A passenger who was on board the Cambodian cruise cut short by the cornavirus outbreak has arrived back in the country to find she did not need her temperature checked.
Fifteen New Zealand passengers and one crew member on board the Westerdam were cleared to disembark at the weekend.
Some asked for assistance to find flights home and, so far, all but three have returned to the country.
Maria Angus and her parents arrived back in the country today after getting off the Westerdam cruise ship in Cambodia on Saturday.
Their cruise was cut short when the ship was denied entry to Japan due to the Covid-19 outbreak and the vessel was then also refused entry at three other ports.
It wasn't the holiday the 20-year-old student imagined when they booked a year ago to celebrate a friend's 60th birthday.
"It was a little bit frustrating because we didn't know where we were going to end up and we were trying to book flights home. But the crew were amazing and they put on a lot of activities so we were definitely not bored," Angus said.

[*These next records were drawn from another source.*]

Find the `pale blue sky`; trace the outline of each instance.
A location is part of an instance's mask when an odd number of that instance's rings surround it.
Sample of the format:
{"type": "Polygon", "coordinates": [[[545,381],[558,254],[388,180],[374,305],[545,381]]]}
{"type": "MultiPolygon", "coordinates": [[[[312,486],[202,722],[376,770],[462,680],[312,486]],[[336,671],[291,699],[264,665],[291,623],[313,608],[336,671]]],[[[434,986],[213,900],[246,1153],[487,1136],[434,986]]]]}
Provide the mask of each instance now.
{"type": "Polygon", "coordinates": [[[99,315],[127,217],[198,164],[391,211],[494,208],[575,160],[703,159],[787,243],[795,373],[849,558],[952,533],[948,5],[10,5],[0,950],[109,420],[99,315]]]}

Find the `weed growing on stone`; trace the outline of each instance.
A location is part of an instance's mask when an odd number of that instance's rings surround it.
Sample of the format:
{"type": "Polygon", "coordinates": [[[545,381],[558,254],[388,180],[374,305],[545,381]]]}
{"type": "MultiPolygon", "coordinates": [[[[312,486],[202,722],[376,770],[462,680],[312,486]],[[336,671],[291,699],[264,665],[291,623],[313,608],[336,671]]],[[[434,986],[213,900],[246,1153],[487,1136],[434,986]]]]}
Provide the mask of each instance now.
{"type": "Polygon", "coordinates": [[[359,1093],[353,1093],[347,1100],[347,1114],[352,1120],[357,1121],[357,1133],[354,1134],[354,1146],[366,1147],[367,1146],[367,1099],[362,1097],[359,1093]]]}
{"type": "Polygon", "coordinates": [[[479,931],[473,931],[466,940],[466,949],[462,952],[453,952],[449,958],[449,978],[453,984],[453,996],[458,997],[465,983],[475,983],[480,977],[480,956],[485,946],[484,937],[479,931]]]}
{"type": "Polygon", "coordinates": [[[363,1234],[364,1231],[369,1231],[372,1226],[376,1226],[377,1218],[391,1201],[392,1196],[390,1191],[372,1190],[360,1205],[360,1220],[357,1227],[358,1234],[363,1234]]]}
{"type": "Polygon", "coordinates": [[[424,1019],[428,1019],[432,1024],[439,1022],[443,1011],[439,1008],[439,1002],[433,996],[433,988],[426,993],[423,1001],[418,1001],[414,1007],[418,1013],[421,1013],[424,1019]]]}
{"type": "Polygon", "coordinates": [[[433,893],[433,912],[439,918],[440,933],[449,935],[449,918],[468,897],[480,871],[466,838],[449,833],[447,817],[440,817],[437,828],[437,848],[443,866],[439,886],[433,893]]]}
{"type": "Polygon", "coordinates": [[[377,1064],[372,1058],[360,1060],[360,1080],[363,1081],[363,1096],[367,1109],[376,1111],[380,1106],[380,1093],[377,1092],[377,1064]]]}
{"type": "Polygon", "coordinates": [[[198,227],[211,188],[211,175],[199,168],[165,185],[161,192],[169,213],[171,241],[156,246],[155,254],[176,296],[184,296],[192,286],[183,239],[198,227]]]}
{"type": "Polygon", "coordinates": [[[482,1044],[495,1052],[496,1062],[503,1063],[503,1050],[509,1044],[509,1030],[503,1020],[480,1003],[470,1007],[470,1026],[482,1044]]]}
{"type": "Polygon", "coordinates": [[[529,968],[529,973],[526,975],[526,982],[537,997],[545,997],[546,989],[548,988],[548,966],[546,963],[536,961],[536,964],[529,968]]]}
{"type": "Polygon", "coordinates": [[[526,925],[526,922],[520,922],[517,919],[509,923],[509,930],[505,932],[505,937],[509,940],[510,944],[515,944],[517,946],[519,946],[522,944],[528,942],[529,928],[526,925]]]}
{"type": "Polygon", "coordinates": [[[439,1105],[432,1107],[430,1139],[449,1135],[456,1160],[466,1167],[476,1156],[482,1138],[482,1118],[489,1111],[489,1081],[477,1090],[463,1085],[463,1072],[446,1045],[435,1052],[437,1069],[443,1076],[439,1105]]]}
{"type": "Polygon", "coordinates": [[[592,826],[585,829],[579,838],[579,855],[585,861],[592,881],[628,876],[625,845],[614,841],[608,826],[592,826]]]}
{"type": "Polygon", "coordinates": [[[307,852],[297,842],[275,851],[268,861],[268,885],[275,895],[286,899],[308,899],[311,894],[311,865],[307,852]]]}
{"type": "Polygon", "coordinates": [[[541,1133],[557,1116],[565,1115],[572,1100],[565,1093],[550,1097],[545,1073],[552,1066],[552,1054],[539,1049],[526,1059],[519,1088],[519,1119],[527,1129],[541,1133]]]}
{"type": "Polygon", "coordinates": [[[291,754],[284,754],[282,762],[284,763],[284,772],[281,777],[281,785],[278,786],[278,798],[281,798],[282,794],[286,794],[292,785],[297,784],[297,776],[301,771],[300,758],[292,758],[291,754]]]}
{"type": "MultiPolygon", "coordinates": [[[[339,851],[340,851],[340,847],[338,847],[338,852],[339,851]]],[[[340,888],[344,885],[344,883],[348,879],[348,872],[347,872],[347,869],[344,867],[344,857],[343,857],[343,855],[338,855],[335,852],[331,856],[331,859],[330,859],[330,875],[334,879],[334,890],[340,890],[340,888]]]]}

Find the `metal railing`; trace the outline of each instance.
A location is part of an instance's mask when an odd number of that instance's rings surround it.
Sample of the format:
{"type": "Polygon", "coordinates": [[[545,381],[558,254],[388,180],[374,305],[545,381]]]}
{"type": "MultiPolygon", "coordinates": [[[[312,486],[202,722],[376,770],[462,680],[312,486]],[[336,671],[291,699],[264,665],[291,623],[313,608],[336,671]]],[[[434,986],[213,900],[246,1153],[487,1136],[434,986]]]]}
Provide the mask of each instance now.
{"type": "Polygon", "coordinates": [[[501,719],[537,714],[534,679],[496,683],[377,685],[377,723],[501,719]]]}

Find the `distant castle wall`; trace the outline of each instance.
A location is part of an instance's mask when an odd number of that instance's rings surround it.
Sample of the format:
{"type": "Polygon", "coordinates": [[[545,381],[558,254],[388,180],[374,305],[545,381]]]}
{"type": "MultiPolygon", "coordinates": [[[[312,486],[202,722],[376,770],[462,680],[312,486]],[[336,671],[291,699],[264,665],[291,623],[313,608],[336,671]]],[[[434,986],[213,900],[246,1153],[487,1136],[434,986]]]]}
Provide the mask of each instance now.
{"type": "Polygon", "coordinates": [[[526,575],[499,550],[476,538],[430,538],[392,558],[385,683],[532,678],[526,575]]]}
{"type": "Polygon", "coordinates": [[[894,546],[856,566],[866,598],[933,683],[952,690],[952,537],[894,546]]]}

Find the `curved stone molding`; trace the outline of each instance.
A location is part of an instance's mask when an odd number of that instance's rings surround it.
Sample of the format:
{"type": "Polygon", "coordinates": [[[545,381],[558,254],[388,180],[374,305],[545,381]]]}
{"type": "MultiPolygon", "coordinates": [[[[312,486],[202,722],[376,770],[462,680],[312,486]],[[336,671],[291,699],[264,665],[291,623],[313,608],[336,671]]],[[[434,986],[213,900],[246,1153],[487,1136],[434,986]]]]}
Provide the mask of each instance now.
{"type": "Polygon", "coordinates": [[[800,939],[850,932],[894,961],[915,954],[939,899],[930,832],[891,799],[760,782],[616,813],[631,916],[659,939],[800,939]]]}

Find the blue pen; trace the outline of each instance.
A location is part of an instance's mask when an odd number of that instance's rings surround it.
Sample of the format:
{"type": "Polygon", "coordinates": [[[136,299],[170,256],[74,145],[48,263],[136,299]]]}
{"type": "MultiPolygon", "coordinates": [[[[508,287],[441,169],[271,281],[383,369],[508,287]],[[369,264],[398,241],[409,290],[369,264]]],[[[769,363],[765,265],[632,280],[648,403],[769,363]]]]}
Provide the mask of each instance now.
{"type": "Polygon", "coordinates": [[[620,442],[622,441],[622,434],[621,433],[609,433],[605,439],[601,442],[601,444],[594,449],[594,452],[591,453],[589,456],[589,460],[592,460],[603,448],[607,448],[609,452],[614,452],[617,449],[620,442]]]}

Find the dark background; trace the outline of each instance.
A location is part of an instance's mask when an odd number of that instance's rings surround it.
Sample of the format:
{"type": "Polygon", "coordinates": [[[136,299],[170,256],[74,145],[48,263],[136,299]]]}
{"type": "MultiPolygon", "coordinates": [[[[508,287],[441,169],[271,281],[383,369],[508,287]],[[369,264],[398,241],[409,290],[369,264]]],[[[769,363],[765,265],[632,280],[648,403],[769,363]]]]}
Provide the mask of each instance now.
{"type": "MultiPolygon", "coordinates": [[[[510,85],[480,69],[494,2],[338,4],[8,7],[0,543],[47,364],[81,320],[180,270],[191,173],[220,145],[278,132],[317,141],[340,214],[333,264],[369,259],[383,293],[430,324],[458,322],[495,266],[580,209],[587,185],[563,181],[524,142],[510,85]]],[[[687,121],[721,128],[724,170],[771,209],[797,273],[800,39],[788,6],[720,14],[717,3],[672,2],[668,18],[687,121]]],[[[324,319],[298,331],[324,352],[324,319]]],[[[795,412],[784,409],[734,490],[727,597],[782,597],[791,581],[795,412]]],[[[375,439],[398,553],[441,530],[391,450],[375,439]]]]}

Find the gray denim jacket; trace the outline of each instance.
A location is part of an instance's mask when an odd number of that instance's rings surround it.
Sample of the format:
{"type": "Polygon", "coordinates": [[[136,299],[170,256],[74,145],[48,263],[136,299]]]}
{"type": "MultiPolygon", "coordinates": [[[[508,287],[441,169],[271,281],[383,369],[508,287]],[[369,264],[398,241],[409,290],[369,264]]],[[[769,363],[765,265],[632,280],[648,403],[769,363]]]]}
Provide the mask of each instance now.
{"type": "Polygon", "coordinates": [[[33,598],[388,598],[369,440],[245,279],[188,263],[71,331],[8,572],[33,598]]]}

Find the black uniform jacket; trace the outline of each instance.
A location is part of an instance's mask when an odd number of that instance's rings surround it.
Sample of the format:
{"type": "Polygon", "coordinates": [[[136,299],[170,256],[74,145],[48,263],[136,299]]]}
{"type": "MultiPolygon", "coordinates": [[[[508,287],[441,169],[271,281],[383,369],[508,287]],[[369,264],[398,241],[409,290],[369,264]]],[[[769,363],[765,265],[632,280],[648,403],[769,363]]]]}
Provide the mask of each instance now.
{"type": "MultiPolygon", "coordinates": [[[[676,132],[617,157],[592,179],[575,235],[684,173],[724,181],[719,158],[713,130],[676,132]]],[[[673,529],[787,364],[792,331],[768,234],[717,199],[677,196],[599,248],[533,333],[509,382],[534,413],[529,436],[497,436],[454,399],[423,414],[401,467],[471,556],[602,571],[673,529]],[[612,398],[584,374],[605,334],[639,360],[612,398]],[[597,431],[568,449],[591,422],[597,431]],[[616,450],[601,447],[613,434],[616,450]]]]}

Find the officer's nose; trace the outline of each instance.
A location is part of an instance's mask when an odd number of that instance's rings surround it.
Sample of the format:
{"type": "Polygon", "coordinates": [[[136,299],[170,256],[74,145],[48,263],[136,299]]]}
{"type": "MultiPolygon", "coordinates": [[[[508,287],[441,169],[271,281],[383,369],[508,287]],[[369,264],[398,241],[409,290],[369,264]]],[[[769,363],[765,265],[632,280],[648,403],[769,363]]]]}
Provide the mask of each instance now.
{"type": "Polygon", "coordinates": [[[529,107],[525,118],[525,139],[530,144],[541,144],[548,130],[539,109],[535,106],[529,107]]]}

The Angus' were travelling in a group of eight and it wasn't until they were off the cruise ship they found out a fellow passenger, an elderly woman, had been diagnosed with Covid-19 when she arrived in Malaysia.
"I haven't had contact with an 83-year-old that I'm aware of so I wasn't really concerned and the people we were travelling with weren't concerned. Also, the hygeine on board was amazing."
Undeterred, Angus and her parents spent a few days in Phnom Penh before flying to Bangkok, where they were given health checks and had their temperatures taken before continuing on to Auckland.
She said New Zealand Immigration had their names flagged, and being symptom-free they were simply given information and advice.
They did not have their temperatures checked.
"We've been told to self-isolate but, because we haven't been through mainland China, they're not too concerned. I've just got to check in with school and see where they stand on it," she said.
The Director-General of Health, Ashley Bloomfield said the people who were on the Westerdam are not in the same risk category as those returning from the Diamond Princess.
He said they were only testing people at the border who show symptoms of being unwell.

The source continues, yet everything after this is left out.